The four DMF personnel in attendance stated that they stood behind the data. “I do believe in the results for southern flounder,” said Rawls. “We’ve seen declines in independent studies as well, and we to need to [be concerned] about this fishery.”
“I believe in the assessment in this case,” said Loeffler. “However, I believe southern flounder can recover if we get the reduction.”
Several other key issues that were brought up at the meeting were the far-reaching effects of the economic impacts, as well as the need for cooperation from the other southern coastal states in order to successfully reach the mandated reduction in flounder catches.
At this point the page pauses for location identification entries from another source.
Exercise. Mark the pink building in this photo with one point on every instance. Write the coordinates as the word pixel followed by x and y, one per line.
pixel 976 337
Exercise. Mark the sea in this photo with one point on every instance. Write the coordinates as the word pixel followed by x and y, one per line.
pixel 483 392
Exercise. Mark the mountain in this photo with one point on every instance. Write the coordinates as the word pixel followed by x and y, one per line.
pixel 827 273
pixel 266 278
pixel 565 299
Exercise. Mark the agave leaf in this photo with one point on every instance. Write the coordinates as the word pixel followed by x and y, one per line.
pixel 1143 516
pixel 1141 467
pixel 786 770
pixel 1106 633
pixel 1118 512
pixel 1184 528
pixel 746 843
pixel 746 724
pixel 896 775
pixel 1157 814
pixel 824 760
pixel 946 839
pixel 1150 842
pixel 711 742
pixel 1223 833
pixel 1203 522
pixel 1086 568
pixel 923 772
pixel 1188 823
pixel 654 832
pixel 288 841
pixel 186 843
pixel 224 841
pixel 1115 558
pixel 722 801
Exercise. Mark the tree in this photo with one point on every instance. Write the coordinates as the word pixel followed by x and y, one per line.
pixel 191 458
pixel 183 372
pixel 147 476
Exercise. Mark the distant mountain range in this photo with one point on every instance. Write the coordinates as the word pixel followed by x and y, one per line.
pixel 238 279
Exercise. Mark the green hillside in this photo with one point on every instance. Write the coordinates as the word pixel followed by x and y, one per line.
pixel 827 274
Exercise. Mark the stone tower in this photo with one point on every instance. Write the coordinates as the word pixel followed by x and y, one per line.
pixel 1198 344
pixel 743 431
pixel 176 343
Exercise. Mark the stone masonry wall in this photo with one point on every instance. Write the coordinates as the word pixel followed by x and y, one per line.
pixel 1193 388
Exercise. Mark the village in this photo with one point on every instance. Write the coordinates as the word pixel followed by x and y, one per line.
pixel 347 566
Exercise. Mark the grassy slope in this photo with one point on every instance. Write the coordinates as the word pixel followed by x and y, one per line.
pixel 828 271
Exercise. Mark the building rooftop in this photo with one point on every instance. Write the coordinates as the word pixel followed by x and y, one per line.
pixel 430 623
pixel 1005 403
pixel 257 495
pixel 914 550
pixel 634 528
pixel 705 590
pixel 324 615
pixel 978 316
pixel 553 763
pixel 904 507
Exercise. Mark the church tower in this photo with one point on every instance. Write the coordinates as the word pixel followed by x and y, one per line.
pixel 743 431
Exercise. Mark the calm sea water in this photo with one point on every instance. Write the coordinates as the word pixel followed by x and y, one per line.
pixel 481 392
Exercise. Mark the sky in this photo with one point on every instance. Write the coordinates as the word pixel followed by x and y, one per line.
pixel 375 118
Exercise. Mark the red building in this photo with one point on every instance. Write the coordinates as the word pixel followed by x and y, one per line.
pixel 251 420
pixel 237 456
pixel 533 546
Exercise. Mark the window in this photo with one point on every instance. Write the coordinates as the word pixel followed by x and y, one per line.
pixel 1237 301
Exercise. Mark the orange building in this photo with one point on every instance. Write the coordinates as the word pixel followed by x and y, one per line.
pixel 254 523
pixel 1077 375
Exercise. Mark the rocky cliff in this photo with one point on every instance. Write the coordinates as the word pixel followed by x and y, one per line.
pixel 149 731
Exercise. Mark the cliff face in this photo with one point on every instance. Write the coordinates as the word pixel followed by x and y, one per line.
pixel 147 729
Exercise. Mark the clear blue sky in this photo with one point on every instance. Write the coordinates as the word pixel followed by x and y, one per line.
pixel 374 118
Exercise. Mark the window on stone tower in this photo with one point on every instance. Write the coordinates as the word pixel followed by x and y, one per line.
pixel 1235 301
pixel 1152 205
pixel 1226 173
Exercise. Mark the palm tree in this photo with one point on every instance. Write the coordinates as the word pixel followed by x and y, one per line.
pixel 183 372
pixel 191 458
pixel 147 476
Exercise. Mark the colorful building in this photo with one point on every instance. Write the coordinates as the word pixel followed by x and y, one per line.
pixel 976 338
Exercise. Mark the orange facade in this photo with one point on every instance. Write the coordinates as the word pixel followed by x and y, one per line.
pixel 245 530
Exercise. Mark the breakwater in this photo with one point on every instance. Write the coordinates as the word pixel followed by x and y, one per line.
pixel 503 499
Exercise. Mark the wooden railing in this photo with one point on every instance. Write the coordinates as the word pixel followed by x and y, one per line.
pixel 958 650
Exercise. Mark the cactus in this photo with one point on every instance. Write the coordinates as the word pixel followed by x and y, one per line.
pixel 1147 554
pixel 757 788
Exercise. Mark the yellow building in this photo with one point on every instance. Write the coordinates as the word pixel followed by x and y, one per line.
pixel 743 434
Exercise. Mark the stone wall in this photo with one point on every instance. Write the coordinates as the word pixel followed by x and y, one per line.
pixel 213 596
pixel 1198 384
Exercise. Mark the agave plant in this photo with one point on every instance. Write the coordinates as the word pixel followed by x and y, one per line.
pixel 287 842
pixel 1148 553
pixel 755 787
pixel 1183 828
Alana Harrison noted how the changes affected her Hatteras fish house business, and asked if the economic impact study – which was conducted by a social economist outside of the DMF – took into account the trickle-down effect of reducing southern flounder catches, particularly in a tourism economy like the Outer Banks. She also noted how sudden changes, like the implementation of Draft Amendment 2 in August, impacted many people’s ability to conduct business. “It’s hard to make a business plan with such short notice. There’s no security for us,” she said. “That’s why there’s not more young people going into the [fishing industry.]”
Mary Ellon Balance of NC Watermen United also touched on how Division of Marine Fisheries Director Stephen Murphy stated that the reduction requirements would not be met without cooperation from the other states. “Can we make sure that the other states are on board for Amendment 3?” she asked. Loeffler stated that the DMF was working with the other southern states, and they were involved and were aware of North Carolina’s Southern Flounder FMP.
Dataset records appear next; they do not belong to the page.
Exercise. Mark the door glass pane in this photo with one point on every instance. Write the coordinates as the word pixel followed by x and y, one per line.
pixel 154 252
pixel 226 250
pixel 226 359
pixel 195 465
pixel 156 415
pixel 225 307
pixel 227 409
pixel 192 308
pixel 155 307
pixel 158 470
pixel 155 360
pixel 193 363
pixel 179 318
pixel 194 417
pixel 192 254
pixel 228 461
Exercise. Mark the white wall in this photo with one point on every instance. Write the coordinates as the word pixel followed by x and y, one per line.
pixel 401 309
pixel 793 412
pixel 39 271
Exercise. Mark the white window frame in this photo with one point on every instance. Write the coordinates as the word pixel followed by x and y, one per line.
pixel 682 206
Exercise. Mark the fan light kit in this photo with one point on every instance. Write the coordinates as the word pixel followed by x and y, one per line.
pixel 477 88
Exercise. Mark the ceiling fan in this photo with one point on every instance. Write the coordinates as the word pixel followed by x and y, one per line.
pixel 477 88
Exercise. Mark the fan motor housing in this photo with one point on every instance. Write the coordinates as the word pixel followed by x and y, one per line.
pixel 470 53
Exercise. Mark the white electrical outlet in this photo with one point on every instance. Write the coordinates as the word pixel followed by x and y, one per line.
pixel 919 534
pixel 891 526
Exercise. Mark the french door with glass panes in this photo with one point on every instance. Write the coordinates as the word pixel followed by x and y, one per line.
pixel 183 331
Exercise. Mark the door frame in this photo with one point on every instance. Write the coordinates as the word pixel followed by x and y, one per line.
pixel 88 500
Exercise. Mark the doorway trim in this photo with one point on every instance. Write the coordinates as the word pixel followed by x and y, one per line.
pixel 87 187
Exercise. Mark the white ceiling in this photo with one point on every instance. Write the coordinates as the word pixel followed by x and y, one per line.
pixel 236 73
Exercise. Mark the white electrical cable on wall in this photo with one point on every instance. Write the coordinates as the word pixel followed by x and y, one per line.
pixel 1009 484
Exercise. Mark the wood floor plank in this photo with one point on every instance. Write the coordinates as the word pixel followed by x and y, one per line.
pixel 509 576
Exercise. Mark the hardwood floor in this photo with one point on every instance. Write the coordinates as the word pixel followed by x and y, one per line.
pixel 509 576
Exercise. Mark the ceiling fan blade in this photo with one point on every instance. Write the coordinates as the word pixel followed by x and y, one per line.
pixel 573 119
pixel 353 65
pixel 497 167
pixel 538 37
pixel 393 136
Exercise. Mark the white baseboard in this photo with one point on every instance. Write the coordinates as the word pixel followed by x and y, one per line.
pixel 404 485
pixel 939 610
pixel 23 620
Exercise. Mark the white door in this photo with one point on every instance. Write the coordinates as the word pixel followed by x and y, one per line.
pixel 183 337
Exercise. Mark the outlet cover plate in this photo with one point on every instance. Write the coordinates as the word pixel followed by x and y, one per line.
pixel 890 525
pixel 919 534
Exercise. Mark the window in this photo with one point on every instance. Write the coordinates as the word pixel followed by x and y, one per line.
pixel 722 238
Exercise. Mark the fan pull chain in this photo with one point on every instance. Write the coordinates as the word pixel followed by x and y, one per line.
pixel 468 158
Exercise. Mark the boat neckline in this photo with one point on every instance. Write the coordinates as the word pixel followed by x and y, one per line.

The topic of hurricanes also popped up several times during the meeting. Alana Harrison asked if environmental factors were accounted for during the stock assessments, noting that local waters are often impacted by storms and debris, (such as the recent flooding of inland pig farms that accompanied Florence in 2018), which could affect the water quality.
Dare County Commissioner Wally Overman also noted how the Board of Commissioners requested that the season be shifted by a week due to Hurricane Dorian, but that the request was ultimately denied. “Fishermen had pound nets [and other equipment] damaged,” said Overman. “…That request was a very simple request. If we don’t have the flexibility to make a simple shift for a week, we’re lost.”
Many commenters also shared their concerns that, while the public scoping period and meetings were appreciated, their input was not being taken into consideration when developing strategies and the ensuing FMP.
“The MFC is ultimately going to decide what happens to Amendment 3, and what happens to us,” said commenter Britton Shackelford. “Like they’ve ever [cared] about us… It’s like a 10-year process of choking someone and asking ‘do you want to take a breath before I finish the job?’”
The DMF representatives stated at the end of the meeting that public input would be part of the decision making process going forward. “We do understand the significance of this fishery, and how important this fishery is to this [specific] economy,” stated Rawls.
The DMF representatives in attendance included Rawls, Loeffler, Southern Flounder Co-Lead Anne Markwith, and Fishery Management Plan and Rulemaking Coordinator Catherine Blum.
The scoping period for Amendment 3 for the Southern Flounder Fishery Management Plan ends at 5 p.m. on December 18. The public may submit written comments through an online form that can be accessed through the Southern Flounder Information Page.
A scoping document further outlining the potential management strategies can also be found on the DMF’s Southern Flounder Information Page.